At SC24, we got to see the newly announced Google Cloud TPU v6e Trillium board without its heatsinks. This is one of the newer chips at Google and one that is part of the ct6e-standard / v6e instances meant for AI workloads.
Google Cloud TPU v6e Trillium Shown at SC24
Here is the four TPU v6e Trillium board.
Each Trillium v6e chip is a lot more impressive than the v5e version. Onboard HBM has doubled from 16GB to 32GB with the bandwidth doubling in the new generation.
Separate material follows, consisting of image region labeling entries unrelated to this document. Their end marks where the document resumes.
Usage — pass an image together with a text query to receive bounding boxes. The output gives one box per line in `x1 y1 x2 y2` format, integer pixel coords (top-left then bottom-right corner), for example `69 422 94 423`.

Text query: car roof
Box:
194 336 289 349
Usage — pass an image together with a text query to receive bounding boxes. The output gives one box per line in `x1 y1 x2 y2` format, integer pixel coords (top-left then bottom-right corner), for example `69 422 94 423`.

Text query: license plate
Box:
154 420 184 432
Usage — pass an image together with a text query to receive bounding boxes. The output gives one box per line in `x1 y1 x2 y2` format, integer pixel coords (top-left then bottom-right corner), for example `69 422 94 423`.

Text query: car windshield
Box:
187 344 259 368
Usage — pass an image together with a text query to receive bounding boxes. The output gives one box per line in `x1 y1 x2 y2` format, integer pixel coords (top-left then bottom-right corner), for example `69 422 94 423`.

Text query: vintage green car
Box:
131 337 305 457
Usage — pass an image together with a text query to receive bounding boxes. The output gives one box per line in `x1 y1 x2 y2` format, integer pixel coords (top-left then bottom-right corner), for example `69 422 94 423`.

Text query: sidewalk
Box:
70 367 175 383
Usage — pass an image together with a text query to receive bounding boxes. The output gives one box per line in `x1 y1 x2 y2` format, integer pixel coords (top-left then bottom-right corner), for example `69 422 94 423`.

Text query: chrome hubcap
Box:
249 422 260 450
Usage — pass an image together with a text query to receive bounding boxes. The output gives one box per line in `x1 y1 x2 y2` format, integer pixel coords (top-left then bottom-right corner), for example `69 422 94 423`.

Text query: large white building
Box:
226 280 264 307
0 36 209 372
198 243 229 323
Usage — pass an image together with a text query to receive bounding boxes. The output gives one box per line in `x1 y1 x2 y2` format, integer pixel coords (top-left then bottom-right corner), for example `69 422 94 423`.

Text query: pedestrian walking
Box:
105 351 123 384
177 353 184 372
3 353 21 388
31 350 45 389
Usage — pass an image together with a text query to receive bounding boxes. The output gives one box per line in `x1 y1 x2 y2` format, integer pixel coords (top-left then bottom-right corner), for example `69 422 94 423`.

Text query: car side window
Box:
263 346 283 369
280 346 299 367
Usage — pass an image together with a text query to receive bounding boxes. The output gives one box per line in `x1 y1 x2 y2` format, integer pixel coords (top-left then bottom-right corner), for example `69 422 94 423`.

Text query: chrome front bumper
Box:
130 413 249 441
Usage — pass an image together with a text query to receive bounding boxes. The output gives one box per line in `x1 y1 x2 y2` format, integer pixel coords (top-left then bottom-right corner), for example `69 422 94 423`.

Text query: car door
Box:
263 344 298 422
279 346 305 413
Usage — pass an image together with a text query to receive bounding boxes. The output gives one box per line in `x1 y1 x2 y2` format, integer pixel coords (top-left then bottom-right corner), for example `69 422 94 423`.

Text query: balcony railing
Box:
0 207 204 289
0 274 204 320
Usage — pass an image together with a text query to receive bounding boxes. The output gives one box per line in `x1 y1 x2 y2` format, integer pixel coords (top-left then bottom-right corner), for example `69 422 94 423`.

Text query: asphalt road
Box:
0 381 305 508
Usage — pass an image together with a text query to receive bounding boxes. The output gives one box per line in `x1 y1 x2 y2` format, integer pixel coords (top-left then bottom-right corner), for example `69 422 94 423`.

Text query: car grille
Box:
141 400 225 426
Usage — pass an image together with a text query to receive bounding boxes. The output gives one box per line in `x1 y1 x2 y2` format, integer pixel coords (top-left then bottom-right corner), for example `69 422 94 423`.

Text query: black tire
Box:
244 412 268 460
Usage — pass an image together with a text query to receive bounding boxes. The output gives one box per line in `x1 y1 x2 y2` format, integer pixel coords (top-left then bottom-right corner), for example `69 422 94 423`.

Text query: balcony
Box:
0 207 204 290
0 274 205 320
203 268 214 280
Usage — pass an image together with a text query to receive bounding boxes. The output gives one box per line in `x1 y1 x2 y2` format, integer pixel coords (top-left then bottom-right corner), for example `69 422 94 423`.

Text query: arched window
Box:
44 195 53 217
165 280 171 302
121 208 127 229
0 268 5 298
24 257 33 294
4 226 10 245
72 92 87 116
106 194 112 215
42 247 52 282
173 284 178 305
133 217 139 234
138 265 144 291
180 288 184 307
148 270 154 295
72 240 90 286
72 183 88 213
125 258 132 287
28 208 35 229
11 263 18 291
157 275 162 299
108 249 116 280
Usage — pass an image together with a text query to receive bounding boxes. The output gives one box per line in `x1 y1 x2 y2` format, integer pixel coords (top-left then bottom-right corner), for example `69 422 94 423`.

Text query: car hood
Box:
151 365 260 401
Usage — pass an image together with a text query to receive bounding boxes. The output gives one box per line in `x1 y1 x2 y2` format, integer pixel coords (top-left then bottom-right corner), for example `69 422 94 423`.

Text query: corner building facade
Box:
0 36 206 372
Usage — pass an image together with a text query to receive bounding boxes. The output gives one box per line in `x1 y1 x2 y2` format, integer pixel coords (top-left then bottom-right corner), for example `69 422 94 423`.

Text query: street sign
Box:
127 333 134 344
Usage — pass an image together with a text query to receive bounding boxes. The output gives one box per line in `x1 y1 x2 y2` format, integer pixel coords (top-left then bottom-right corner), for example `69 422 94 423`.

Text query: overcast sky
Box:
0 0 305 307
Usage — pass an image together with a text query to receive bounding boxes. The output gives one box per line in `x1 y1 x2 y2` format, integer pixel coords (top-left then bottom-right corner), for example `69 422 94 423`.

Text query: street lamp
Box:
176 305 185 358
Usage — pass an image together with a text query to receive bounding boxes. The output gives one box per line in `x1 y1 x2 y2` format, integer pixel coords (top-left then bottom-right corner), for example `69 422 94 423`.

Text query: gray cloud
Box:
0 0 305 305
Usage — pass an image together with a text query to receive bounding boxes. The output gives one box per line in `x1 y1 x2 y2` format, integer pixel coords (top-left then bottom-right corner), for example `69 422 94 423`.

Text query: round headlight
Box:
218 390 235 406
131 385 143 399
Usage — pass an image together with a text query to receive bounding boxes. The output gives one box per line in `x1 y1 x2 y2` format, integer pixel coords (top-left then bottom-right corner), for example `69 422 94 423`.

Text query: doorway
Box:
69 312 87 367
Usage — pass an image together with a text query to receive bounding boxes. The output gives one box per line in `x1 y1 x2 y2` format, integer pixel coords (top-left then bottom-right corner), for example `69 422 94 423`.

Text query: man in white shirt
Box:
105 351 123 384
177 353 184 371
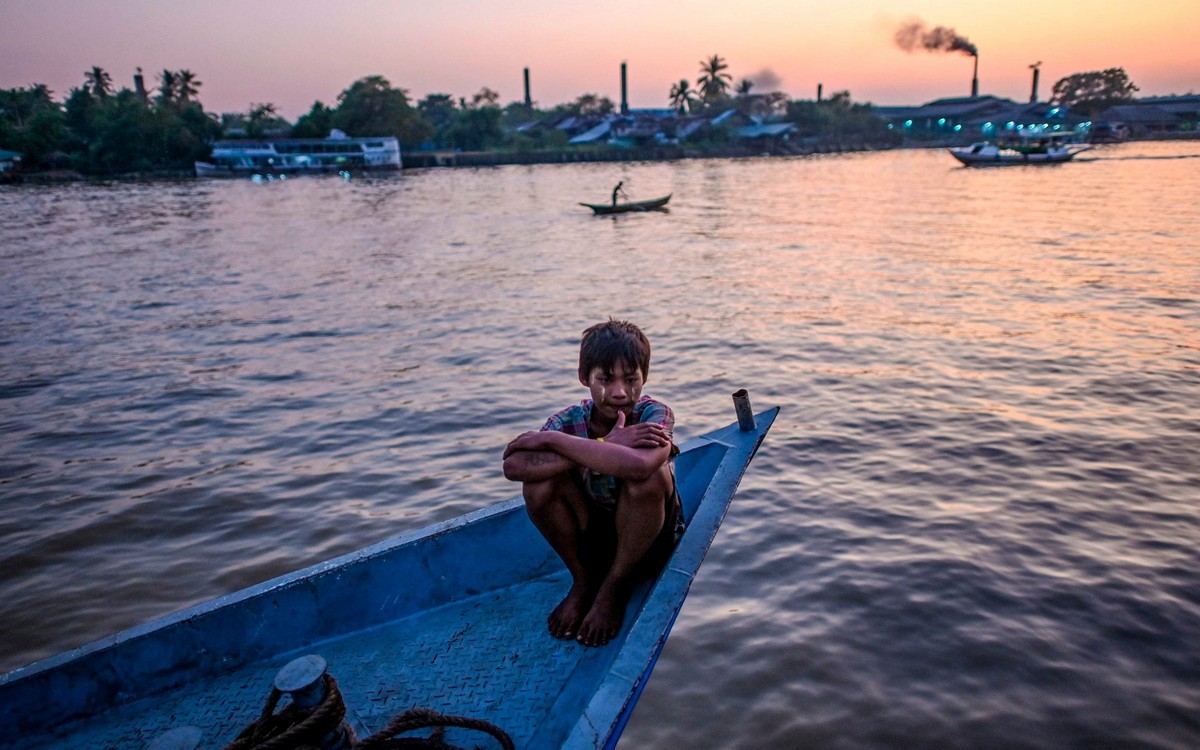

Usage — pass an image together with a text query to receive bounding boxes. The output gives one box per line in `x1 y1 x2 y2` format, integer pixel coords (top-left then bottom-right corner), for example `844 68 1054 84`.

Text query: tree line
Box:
0 55 1138 175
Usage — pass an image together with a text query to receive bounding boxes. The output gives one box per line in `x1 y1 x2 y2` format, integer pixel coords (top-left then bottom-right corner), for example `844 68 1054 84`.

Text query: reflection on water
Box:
0 143 1200 748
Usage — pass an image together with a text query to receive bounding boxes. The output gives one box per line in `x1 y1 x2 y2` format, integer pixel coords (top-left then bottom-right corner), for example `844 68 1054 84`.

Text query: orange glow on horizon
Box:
0 0 1200 119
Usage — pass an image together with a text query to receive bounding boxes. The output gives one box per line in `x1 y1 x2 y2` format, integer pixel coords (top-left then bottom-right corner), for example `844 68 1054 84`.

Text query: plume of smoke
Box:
748 67 784 94
895 18 979 58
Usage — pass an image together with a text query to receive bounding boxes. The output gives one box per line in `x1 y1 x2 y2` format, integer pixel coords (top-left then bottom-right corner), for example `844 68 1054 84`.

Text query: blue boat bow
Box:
0 407 779 750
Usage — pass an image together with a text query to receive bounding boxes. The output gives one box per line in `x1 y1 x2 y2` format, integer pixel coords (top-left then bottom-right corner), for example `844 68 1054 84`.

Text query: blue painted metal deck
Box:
0 409 778 750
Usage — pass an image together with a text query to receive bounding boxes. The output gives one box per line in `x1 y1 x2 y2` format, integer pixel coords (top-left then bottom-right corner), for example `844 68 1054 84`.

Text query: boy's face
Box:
580 362 646 421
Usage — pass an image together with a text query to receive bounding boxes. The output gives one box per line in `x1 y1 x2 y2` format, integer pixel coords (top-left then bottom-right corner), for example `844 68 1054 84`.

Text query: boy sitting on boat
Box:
504 319 683 646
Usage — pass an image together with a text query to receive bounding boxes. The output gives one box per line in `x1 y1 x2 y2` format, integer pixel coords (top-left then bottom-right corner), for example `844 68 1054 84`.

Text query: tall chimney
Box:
620 62 629 114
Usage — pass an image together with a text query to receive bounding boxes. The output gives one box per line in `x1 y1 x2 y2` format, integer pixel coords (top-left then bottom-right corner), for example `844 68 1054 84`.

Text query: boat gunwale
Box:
0 407 779 748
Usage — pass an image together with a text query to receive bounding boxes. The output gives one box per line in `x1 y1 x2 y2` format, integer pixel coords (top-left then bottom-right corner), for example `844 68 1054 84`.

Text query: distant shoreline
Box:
0 131 1200 185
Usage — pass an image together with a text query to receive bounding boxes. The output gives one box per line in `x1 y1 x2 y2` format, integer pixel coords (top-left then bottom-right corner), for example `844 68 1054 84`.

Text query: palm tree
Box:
246 102 278 138
84 65 113 98
670 78 696 114
696 55 733 104
175 68 204 104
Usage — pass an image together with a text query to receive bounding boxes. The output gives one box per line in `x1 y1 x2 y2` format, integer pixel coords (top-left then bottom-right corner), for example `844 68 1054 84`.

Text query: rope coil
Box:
224 673 514 750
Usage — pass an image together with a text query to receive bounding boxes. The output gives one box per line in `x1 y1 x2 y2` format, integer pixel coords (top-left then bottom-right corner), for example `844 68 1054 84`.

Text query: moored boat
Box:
580 193 673 216
950 133 1090 167
0 392 779 750
196 130 402 178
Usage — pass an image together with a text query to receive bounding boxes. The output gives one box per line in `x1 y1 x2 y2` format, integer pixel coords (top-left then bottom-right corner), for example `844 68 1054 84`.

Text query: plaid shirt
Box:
541 396 679 509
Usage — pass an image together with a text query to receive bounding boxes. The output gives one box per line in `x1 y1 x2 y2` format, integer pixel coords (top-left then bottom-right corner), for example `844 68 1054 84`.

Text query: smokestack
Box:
620 62 629 114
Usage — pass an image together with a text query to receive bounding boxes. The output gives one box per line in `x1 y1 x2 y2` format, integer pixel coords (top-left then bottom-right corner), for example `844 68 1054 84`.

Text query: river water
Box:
0 142 1200 749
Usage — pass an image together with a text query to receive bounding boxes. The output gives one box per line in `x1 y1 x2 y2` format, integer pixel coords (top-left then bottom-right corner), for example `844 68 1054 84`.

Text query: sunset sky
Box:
0 0 1200 120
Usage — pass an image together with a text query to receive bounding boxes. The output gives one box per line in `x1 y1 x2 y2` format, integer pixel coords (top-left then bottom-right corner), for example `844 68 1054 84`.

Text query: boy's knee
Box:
622 466 672 503
521 478 563 511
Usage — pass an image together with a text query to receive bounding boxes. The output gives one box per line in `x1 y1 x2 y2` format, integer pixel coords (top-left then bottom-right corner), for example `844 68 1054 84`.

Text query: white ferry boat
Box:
196 130 402 178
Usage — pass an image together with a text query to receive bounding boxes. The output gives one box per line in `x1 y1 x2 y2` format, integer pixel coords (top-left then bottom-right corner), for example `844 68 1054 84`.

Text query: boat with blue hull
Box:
0 391 779 750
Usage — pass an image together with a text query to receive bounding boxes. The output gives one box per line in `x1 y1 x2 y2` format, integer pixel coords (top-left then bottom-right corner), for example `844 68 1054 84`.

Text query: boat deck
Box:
20 570 644 750
0 407 779 750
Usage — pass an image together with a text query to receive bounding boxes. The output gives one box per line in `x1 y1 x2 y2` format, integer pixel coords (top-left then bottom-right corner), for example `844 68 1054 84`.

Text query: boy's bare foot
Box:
546 583 592 641
576 578 630 646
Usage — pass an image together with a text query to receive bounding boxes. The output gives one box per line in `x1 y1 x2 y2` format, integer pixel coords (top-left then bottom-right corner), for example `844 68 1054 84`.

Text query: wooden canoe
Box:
580 193 673 216
0 398 779 750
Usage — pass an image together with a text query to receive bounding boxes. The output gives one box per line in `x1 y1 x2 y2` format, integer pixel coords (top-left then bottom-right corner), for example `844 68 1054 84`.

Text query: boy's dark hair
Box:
580 318 650 380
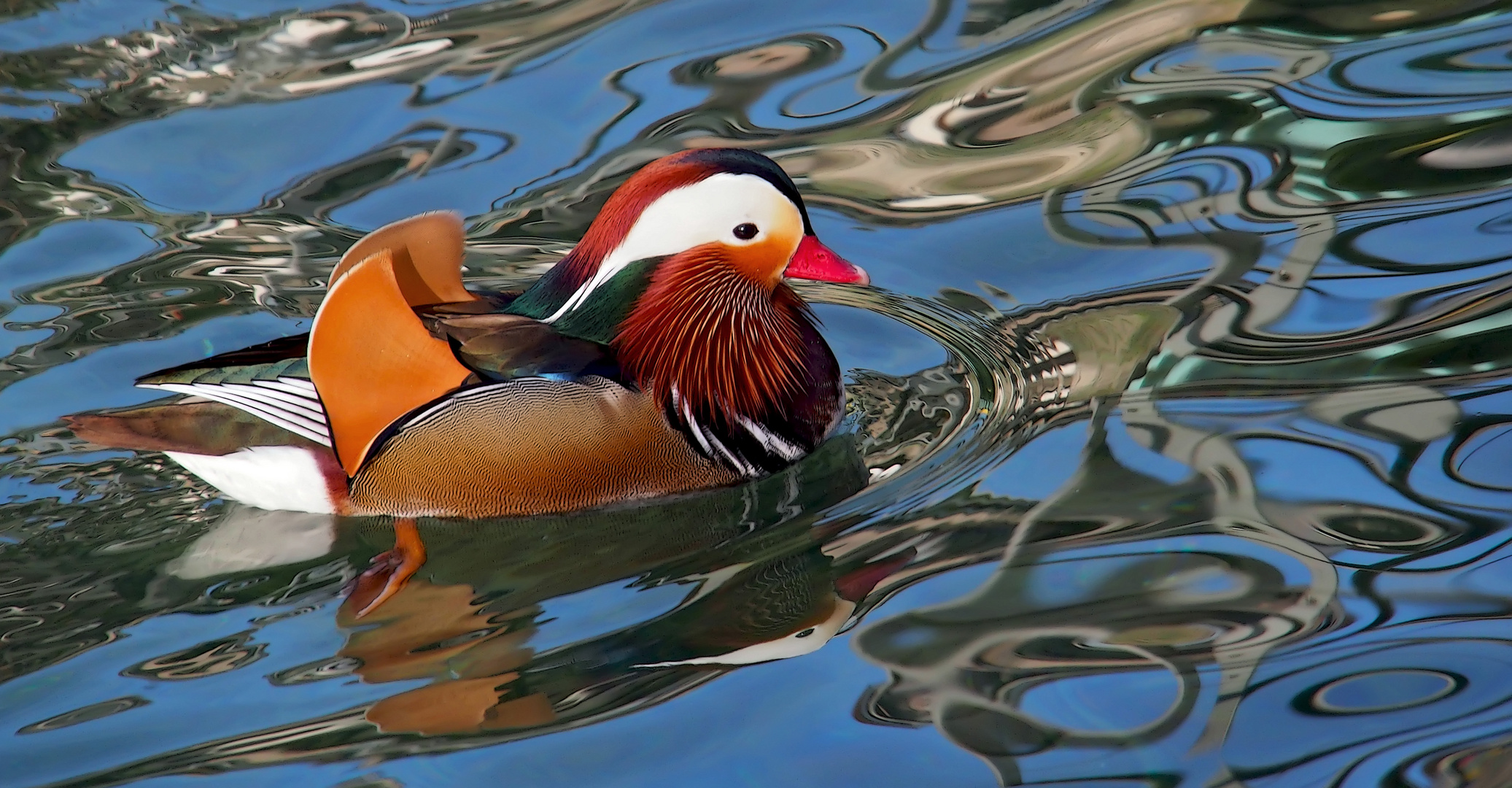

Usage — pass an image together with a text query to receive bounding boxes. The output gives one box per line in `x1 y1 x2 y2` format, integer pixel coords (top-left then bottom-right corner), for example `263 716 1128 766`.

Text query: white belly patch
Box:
163 447 336 514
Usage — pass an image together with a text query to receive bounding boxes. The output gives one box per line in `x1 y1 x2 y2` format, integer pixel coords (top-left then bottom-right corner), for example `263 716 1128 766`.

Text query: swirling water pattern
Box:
0 0 1512 788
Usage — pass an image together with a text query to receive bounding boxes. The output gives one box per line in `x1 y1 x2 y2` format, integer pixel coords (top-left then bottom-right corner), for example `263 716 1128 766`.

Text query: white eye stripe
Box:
544 172 803 322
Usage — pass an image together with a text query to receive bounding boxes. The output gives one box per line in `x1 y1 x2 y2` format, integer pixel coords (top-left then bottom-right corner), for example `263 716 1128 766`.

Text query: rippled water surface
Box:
0 0 1512 788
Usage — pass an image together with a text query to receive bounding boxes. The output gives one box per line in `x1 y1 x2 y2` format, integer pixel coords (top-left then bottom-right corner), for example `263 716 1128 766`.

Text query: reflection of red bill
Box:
782 236 871 285
834 547 918 605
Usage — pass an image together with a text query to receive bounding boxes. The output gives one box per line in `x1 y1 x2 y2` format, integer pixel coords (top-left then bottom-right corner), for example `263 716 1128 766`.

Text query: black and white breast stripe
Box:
667 387 813 479
141 378 331 447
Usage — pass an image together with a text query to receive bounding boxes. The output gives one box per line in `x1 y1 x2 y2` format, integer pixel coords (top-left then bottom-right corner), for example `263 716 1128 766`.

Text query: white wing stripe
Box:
142 382 331 447
221 382 325 422
737 416 803 463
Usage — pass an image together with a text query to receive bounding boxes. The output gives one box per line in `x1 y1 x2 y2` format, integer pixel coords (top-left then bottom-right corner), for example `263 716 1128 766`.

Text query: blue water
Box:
0 0 1512 788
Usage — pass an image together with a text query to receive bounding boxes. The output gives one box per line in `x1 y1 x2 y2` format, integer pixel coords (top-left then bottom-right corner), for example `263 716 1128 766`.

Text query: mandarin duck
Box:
68 148 868 609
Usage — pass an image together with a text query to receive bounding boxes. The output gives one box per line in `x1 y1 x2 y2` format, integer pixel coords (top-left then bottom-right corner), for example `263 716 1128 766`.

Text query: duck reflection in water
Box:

Both INT8 and bfloat16 performance is up around 4.6-4.7x in this generation as well.
Here we can see four of the TPU v6e chips on top of the PCB. These are connected to dual socket CPU instances with four of the TPU v6e chips attached to each processor.
Each pod then gets a 256 accelerator set with a 2D Torus interconnect. In this generation each of the hosts also quadruples its interconnect bandwidth from two 100Gbps links to four 200Gbps links. The inter-chip interconnect also more than doubled its bandwidth in this generation.
Final Words
It is cool that Google shows off its hardware. Microsoft Azure tends to show the most hardware, by far. Google is probably one step behind Microsoft showing off its new instance hardware. AWS has a relative adversion to showing off its chips like this. Still it is really interesting since we know that the major hyper-scale players are doing their own custom silicon for AI in addition to deploying NVIDIA. Google will charge more per accelerator in this generation, but the idea is that with a faster part, the net impact is a significantly lower cost for the customer than the v5e instances. With NVIDIA aggressively churning its roadmap, Google needs to continually offer new chips with better performance per dollar to keep pace.
Is the Torus interconnect a proprietary protocol of some flavor; or something off the shelf(presumably ethernet unless otherwise specified) just run in an unswitched 2d torus topology rather than switched?